Driving weekly from his home near the Presidio, parking his BMW on 10th Street by City Hall, Lehane sold Sacramento on an arena. He worked for free as a favor to Johnson.
“Every time I come to Sacramento, I lose money,” he told me.
He insisted the arena wasn’t about sports. It was about economic growth, jobs and cultural opportunity. He called our campaign “Think Big.” He designed a “blue ribbon” committee to position the arena as an engine for prosperity and pride.
Ambassadors included restaurateur Lina Fat, businesswoman Dea Spanos Berberian and retired city treasurer Tom Friery. We had a labor boss, architect and lawyer. The roster was diverse.
To empower his committee, Lehane told Johnson to make a speech introducing “The Rules,” a list of guarantees:
Taxpayers would come first. Think Big would engage smart lawyers and bankers and never get out-maneuvered by the NBA. Nobody would use Sacramento as leverage. Not even David Stern.
Those were The Rules.
Most consultants hide in shadows. Not Lehane. He loved the spotlight.
He testified at City Council meetings. He manipulated the media, handing out scoops to the Bee and Channel 3. He told reporters how to frame stories.

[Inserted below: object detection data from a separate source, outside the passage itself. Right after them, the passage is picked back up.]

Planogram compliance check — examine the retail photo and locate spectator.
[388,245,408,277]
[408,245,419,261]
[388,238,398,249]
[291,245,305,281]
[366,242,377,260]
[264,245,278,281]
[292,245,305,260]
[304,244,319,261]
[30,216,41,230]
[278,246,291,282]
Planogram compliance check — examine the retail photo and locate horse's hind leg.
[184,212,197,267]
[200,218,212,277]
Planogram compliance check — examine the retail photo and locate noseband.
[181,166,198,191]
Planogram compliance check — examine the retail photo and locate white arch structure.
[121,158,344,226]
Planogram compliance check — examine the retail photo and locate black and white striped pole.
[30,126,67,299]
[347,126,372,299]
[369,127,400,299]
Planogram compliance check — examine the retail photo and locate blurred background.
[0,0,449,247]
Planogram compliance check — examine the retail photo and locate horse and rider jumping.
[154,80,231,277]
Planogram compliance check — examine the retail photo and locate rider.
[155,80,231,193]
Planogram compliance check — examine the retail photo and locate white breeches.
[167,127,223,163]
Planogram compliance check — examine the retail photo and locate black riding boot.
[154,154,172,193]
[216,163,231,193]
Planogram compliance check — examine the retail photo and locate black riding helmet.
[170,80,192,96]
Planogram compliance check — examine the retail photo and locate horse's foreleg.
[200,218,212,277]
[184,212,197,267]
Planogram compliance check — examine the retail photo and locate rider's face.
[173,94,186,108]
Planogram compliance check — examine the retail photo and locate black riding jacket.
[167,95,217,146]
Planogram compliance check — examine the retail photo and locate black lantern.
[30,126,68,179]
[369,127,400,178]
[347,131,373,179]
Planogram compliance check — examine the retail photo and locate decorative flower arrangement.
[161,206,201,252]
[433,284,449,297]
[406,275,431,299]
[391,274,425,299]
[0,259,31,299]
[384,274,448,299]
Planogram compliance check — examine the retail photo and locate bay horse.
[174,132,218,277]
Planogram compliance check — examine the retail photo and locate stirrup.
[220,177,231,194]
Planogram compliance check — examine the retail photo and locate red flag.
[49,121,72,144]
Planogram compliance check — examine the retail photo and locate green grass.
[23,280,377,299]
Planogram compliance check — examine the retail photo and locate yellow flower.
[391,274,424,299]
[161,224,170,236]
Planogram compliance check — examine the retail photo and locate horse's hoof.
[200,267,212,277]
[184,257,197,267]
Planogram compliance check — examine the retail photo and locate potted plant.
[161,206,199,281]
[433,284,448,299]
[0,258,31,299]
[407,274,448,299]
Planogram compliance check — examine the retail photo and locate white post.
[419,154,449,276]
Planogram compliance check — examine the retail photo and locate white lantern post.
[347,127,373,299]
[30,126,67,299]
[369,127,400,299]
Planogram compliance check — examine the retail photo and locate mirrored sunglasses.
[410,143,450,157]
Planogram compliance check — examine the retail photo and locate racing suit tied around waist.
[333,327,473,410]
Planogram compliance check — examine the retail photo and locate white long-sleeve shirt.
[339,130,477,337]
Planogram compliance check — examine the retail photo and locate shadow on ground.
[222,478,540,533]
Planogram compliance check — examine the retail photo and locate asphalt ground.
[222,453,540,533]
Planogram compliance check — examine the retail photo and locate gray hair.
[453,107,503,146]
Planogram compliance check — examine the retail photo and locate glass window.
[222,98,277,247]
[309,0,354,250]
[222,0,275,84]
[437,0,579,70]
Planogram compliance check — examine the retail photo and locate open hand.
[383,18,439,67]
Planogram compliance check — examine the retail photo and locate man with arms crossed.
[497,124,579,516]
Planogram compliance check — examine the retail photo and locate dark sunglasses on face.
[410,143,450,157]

Lehane dazzled me with his verbal artistry. He made gibberish sound brilliant. One day, he told our Think Big crew, “We’re going to create the delta and bifurcate the delta.”
Nobody knew what he meant, but we rushed out, eager to bifurcate.
If Lehane had a weakness, it was David Stern. The NBA commissioner despised the strategist from San Francisco. Stern ordered Johnson to “keep your friend away” from plans to extract the Maloofs from the Kings.
In his eagerness to prove Think Big’s independence, Lehane portrayed the NBA as the enemy. It was pure theatrics. Stern didn’t laugh.
Golden 1 Center opened in 2016. Stern died in 2020. Today Johnson runs four soul food restaurants.
And Lehane? He’s wealthy, the muse, wingman and global policy chief for billionaire OpenAI CEO Sam Altman.
That’s Chris. Thinking big while he bifurcates the delta.